# My first video!!



## deadin (Oct 31, 2009)

Hope this works.... ;D

Here is a "H-Quad" as designed by Ralph Weidman. As you can see I'm into function over beauty at my current stage of this hobby. This is my 5th engine (4 of which actually run.) I'm pretty happy with this one as everything seems to work as advertised.

Let's see if I can get the video links set up right........ 

[ame]http://www.youtube.com/watch?v=OInAGnLA9zM[/ame]


----------



## rake60 (Oct 31, 2009)

Great runner deadin! :bow:

Rick


----------



## b.lindsey (Oct 31, 2009)

Great video of a very nice looking engine deadin. :bow: :bow: It looks like it runs well even at slow speeds too!

Bill


----------



## cfellows (Oct 31, 2009)

Good looking engine. I like the sound!

Chuck


----------



## zeeprogrammer (Oct 31, 2009)

Me too! I like that slower RPM sound...tic tic tic tic...
Nice job!


----------



## Deanofid (Oct 31, 2009)

Runs nice 'n slow! A good one. Thanks for the vid.

Dean


----------



## Metal Butcher (Oct 31, 2009)

Supper nice! Great running and sounding. :bow:

I built one last year and I am very pleased with this design.

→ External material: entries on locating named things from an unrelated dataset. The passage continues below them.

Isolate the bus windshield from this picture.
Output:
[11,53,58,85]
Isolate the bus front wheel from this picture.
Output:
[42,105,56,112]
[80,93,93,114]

Congratulations on you success!

-MB


----------



## black85vette (Oct 31, 2009)

Good job on the engine and the video.


----------



## 4wheels (Nov 1, 2009)

Slow is good. Very nice engine & video. Canera on tripod is good too.
Cheers,
Brian


----------



## ChooChooMike (Nov 1, 2009)

Very cool !! Seen that design before, but never a running one !!


----------